In 2009, Sarkozy was nominated to become the head of EPAD, the development agency for La Défense. Located in the Paris metropolitan area, La Défense is Europe's largest purpose-built business district, also visited by millions of tourists annually, with the EPAD agency managing an annual budget of more than one billion Euros. French and international newspapers ran stories examining the link between the nomination and Sarkozy's father's presidency. Criticism has been made about the obvious lack of academic qualities and professional experience for such a high position. An online petition against the nomination received 10,000 signatures a day.
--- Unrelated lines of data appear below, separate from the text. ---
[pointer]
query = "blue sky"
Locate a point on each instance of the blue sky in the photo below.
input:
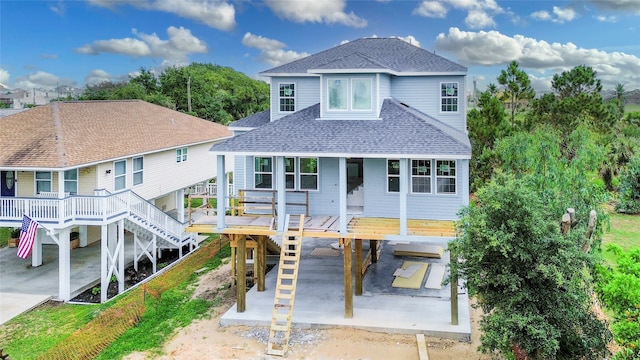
(49, 43)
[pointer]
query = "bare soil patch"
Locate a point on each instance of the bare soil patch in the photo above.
(205, 339)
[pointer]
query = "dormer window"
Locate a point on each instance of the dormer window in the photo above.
(287, 97)
(449, 97)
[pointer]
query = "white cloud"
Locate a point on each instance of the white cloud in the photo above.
(214, 13)
(272, 51)
(480, 13)
(326, 11)
(175, 50)
(97, 76)
(493, 48)
(434, 9)
(4, 76)
(41, 79)
(559, 15)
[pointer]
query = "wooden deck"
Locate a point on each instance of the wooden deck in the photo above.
(327, 227)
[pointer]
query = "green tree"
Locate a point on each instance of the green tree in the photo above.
(517, 89)
(528, 277)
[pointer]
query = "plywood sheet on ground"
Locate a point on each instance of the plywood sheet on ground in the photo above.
(325, 252)
(419, 250)
(436, 275)
(413, 282)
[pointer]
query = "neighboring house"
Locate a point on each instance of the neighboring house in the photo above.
(371, 129)
(98, 168)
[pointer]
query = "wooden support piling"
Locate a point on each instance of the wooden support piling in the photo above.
(348, 274)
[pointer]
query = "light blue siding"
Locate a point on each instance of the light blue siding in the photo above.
(423, 93)
(306, 91)
(379, 203)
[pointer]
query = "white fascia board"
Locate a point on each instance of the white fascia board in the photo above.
(349, 155)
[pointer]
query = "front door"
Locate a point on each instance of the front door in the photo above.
(7, 183)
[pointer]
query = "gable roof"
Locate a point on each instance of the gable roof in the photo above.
(371, 54)
(401, 132)
(68, 134)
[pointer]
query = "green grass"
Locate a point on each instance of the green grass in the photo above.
(624, 231)
(632, 108)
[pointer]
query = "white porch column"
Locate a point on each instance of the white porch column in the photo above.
(60, 184)
(281, 193)
(64, 266)
(342, 187)
(36, 251)
(82, 232)
(120, 246)
(104, 262)
(221, 184)
(180, 204)
(404, 188)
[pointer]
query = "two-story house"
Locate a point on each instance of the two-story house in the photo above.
(98, 168)
(368, 139)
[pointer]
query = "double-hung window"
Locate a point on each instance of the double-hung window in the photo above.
(138, 170)
(290, 173)
(43, 181)
(181, 155)
(449, 97)
(337, 89)
(308, 173)
(263, 172)
(287, 97)
(421, 176)
(446, 176)
(119, 175)
(71, 181)
(393, 175)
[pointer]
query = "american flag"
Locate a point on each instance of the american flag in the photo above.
(27, 237)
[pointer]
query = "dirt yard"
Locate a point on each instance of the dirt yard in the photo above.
(205, 339)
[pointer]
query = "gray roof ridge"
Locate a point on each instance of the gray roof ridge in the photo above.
(446, 129)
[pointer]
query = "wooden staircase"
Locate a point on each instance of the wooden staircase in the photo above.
(285, 288)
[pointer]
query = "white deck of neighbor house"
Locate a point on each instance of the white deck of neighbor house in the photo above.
(382, 308)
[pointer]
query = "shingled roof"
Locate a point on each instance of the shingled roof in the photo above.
(372, 54)
(67, 134)
(402, 131)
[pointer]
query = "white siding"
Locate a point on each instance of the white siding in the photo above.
(423, 93)
(307, 93)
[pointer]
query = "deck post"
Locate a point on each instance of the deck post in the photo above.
(221, 180)
(241, 257)
(281, 206)
(358, 267)
(259, 261)
(348, 286)
(404, 188)
(342, 194)
(64, 272)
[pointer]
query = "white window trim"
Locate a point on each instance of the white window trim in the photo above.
(294, 97)
(71, 181)
(454, 177)
(182, 155)
(440, 97)
(352, 94)
(134, 171)
(386, 166)
(346, 83)
(421, 176)
(255, 172)
(316, 174)
(116, 176)
(36, 180)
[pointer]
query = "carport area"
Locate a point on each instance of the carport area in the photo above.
(319, 301)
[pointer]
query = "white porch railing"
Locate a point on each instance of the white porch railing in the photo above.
(88, 210)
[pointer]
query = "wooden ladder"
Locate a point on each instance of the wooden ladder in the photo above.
(285, 288)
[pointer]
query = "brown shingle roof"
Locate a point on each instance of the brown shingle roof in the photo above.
(66, 134)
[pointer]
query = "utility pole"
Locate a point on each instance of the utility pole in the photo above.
(189, 94)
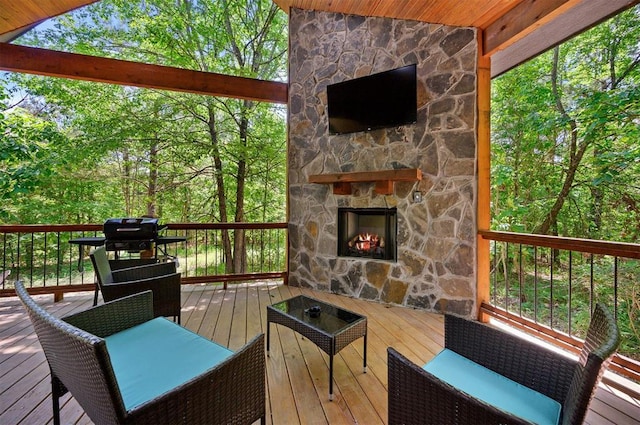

In October 2009, a survey found that 64% of French people opposed EPAD's hiring of Sarkozy.

The Times called the nomination an "astonishing act of nepotism by Nicolas Sarkozy" and said that "Jean, who is repeating his second year of undergraduate law at the Sorbonne, after having repeated the first year, was elected to a Neuilly seat on the notoriously sleaze-ridden department council last year. He was immediately given the job of heading Dad's Union for a Popular Movement on the body."

The President of Medef replied to these criticisms saying she believed it was "fantastic that a young and motivated man" may want to be at the head of the largest business district in France. Likewise, Nicolas Sarkozy defended his son by saying that "it's never good when someone is attacked in an excessive manner for no reason". Jean Sarkozy said that would not give up the position, and demanded on French television not to be judged on his name, but on his performance. He received the support of David Douillet, then a newly elected UMP member in the Chamber of Deputies of France. Finally due to mounting pressure, Jean Sarkozy had to renounce his nomination.

==Personal life==
Jean Sarkozy was born in Neuilly-sur-Seine and educated at the Lycée Pasteur. He married Jessica Sebaoun-Darty, who is of Jewish descent, on 10 September 2008 at the Neuilly-sur-Seine city hall. She gave birth to their first child-a son, Solal Nicolas Marc-André—on 13 January 2010. His second child, a daughter Lola was born in April 2012. His wife is the daughter of Marc-André Sebaoun and Isabelle née Darty. She is heiress to a major consumer electronics company, the Darty group. He has denied reports that he intends to convert from Catholicism to Judaism, Sebaoun's religion. In 2009, the cartoonist Siné came under sharp criticism and was sacked from Charlie Hebdo after accusing Jean Sarkozy of converting out of ambition, as well as being sued by the International League against Racism and Anti-Semitism (LICRA).

In 2007, Le Canard enchaîné, an investigative weekly newspaper, reported that French police had gone to extraordinary lengths to try to find his scooter when it was stolen, including taking DNA samples from his helmet. The scooter was recovered in 10 days.